Hi @Muhammad_Kashif,
I believe there’s still some confusion as to what a data point is, what a weight is and how the embedding and templates work. I’ll revert to a basic example. Another very good explanation is detailed in this blog post on how to start learning quantum machine learning (I strongly encourage you to read the blog post.)
I want to predict the change in value of a house based on the distance to the city centre. I have this information for a few houses that are at X = 0, 1, 2, 3, 4, and 5 km from the city centre. Their respective change in value are Y = 0, 0.84, 0.91, 0.14, -0.76 and -0.96.
I want to use a quantum circuit to predict the change in value located at any distance from the city centre. What do I do?
I first create a qnode
@qml.qnode(dev)
def circuit(some inputs):
#I'll add something here
return something
What inputs will my circuit need? It will need the distance from the city centre, which is my datapoint. Notice that this data is fixed, I don’t train over it. I will also need some parameters that I can put into my circuit, and which I can modify after each iteration, hoping to get a better model for my data.
My return value will be an expectation value, which will give me a prediction for the change in value of a house at the particular distance specified by the input datapoint.
This is how the qnode will be looking:
@qml.qnode(dev)
def circuit(distance, parameters):
# something that takes the distance
# something that takes some trainable parameters
return qml.expval(qml.PauliZ(0))
Now how do we put a distance into a quantum circuit? We put the classical data points into the quantum circuit by using an embedding. In this case we can use the angle embedding to plug my data into my circuit. This will basically create a rotation for every one of my features. In this case I only have one feature which is distance. But I could have had other features such as area of the house, number of bedrooms, and others.
And where do the trainable parameters go? I can put them into my circuit as angles in rotation gates, where these angles can in fact change. I can also add other gates such as CNOTs and Hadamards to add more complexity to my circuit. I can use BasicEntanglerLayers to do this in an easy way. But what about the weights? My parameters are the weights!
So now we have
@qml.qnode(dev)
def circuit(distance, parameters):
qml.AngleEmbedding(distance, wires=range(n_qubits))
qml.BasicEntanglerLayers(parameters, wires=range(n_qubits))

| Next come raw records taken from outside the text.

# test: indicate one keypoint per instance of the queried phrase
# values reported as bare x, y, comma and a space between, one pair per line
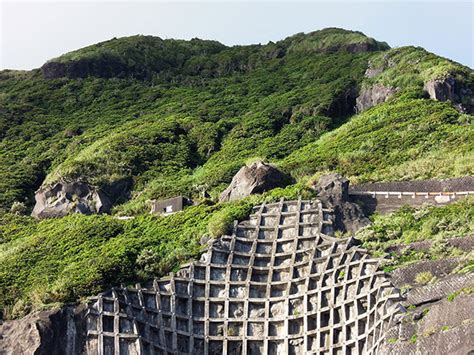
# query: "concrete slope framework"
278, 284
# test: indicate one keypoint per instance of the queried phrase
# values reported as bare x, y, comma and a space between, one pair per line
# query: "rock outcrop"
333, 190
254, 179
373, 95
61, 199
45, 333
450, 89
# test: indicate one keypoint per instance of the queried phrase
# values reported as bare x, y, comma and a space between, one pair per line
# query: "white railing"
387, 194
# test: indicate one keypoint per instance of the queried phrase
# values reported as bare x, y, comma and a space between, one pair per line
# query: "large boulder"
62, 198
373, 95
254, 179
333, 191
52, 332
450, 89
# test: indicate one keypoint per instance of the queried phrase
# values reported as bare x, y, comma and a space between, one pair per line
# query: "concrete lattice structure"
278, 284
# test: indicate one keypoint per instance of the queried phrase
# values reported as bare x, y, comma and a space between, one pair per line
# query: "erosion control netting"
278, 284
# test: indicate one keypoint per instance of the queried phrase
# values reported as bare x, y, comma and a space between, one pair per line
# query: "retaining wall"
387, 197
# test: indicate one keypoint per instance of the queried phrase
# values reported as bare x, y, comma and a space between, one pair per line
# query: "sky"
31, 32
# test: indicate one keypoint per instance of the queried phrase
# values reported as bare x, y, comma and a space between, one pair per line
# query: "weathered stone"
333, 190
449, 89
254, 179
45, 333
373, 95
62, 199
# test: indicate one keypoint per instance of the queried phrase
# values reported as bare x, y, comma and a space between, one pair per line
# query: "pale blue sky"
32, 32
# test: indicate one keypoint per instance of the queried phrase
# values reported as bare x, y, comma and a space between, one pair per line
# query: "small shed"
169, 206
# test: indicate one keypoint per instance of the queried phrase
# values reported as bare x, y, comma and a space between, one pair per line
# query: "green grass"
408, 225
181, 117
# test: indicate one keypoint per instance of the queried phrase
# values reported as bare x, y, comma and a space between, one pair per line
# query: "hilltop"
143, 118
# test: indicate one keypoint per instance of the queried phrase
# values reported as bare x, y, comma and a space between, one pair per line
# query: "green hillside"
171, 117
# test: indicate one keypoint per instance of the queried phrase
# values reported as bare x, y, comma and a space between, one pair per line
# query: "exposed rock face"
254, 179
373, 96
333, 190
450, 89
45, 333
61, 199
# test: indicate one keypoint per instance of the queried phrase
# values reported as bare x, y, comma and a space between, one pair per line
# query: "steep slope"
176, 117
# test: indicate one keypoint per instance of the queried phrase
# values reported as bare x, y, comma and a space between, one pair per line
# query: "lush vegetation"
43, 263
433, 224
176, 117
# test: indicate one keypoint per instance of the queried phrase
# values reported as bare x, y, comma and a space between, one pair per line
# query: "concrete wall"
386, 202
386, 197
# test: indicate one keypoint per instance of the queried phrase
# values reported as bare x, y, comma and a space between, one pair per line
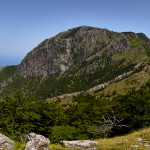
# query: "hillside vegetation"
77, 60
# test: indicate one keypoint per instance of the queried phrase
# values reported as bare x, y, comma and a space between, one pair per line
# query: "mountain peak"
69, 50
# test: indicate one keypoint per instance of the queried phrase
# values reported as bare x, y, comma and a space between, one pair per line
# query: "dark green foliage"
87, 119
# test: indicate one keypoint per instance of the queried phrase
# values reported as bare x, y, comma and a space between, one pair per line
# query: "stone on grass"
37, 142
84, 144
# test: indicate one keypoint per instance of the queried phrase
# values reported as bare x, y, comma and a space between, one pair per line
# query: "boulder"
83, 144
37, 142
6, 143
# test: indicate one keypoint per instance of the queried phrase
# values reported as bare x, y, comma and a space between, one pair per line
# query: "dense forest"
87, 118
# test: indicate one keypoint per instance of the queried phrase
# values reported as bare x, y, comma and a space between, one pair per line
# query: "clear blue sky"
25, 23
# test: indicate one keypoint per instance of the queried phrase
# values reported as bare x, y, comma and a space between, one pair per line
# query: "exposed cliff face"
77, 60
70, 49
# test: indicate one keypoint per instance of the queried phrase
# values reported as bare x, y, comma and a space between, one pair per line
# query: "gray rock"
37, 142
69, 50
83, 144
6, 143
134, 146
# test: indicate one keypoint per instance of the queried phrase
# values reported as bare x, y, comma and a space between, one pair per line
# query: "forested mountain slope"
76, 60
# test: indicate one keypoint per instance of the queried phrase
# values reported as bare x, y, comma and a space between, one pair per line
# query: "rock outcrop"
6, 143
81, 144
70, 49
37, 142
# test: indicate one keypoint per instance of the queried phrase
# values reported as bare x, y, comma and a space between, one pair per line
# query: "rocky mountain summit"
76, 60
69, 50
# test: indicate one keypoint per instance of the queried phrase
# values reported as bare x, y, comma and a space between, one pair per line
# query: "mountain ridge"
76, 60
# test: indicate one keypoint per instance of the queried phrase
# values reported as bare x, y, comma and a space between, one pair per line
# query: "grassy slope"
125, 142
117, 143
121, 142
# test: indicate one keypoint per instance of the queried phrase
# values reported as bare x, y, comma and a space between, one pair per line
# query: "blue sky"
26, 23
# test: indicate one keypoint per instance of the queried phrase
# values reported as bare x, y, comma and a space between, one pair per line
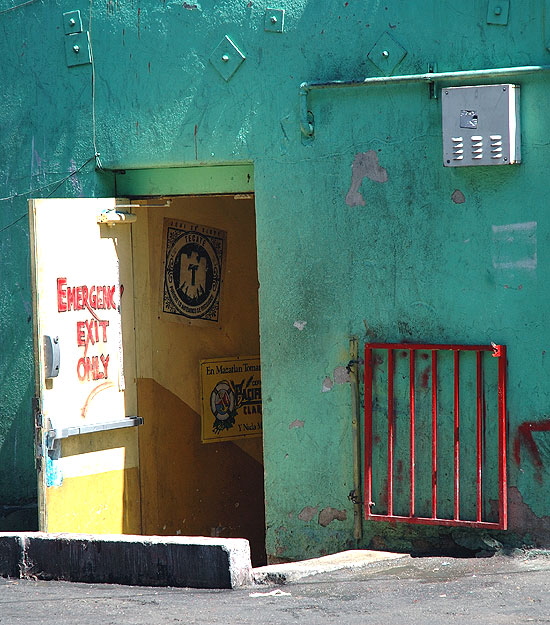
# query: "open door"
85, 407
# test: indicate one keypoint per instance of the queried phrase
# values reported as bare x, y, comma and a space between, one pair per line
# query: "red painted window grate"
435, 434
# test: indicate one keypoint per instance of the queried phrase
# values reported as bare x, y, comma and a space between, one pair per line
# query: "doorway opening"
187, 311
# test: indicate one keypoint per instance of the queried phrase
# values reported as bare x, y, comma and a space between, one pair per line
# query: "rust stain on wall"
365, 165
308, 513
525, 435
328, 515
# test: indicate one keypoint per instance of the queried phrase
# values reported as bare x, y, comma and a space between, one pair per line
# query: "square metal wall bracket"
227, 58
274, 20
497, 12
77, 49
72, 22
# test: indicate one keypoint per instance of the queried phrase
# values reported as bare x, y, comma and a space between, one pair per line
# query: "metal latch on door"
51, 356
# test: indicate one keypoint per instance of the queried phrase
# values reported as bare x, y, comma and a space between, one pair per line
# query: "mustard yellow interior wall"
188, 487
100, 489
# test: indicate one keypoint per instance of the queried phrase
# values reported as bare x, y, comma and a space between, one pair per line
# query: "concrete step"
293, 571
181, 561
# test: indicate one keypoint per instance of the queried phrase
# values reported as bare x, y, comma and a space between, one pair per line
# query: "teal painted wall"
403, 261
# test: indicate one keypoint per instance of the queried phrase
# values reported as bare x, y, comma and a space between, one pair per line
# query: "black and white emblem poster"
192, 271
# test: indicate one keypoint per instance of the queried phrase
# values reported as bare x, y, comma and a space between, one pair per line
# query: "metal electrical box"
481, 125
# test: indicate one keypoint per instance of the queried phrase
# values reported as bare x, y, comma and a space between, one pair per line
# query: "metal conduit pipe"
306, 117
356, 495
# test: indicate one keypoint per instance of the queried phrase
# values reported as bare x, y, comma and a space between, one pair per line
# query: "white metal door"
84, 329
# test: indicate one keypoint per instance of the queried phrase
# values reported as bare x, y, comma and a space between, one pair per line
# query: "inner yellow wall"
100, 489
188, 487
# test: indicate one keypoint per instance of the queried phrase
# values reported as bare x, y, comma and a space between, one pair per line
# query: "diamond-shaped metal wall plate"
227, 58
274, 21
77, 49
386, 54
72, 22
497, 12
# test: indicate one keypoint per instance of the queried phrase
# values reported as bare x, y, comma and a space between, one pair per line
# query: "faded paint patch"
515, 246
458, 197
365, 165
522, 519
341, 375
328, 515
308, 513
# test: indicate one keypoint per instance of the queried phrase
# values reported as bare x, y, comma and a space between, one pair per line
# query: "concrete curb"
181, 561
345, 560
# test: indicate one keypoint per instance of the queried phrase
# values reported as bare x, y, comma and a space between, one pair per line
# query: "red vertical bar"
434, 434
412, 408
456, 435
390, 432
479, 437
503, 495
368, 430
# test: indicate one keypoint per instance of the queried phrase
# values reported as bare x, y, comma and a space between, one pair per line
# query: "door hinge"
38, 428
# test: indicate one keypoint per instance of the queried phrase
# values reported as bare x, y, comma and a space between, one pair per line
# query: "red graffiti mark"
399, 473
424, 378
95, 391
525, 436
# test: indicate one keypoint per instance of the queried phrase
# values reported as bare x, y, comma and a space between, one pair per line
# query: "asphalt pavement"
502, 589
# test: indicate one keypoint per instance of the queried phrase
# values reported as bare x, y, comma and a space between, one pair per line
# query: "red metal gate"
435, 434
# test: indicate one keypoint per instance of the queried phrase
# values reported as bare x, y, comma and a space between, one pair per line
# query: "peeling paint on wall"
328, 515
521, 517
308, 513
515, 246
365, 165
341, 375
458, 197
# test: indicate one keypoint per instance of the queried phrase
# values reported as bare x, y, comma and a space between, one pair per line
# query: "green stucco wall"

return qml.expval(qml.PauliZ(0))
Now lets get some initial values for the distance and parameters and draw the circuit:
n_qubits = 2
dev = qml.device('lightning.qubit',wires=n_qubits)
@qml.qnode(dev)
def circuit(distance, parameters):
qml.AngleEmbedding(distance, wires=range(n_qubits))
qml.BasicEntanglerLayers(parameters, wires=range(n_qubits))
return qml.expval(qml.PauliZ(0))
n_layers = 6
weights = np.random.random([n_layers, n_qubits])
X = [1.5]
qml.draw_mpl(circuit,expansion_strategy="device",decimals=1)(X,weights)
As you can see I have a 2-qubit circuit where the first RX rotation is the embedding or encoding of my data (the distance) and then I have 6 layers of parametrized rotations and CNOTs.
I encourage you to first try out variational circuits without using Keras and then you can try adding Keras Layers into the mix.
Please let me know if this explanation was helpful or if you have other questions.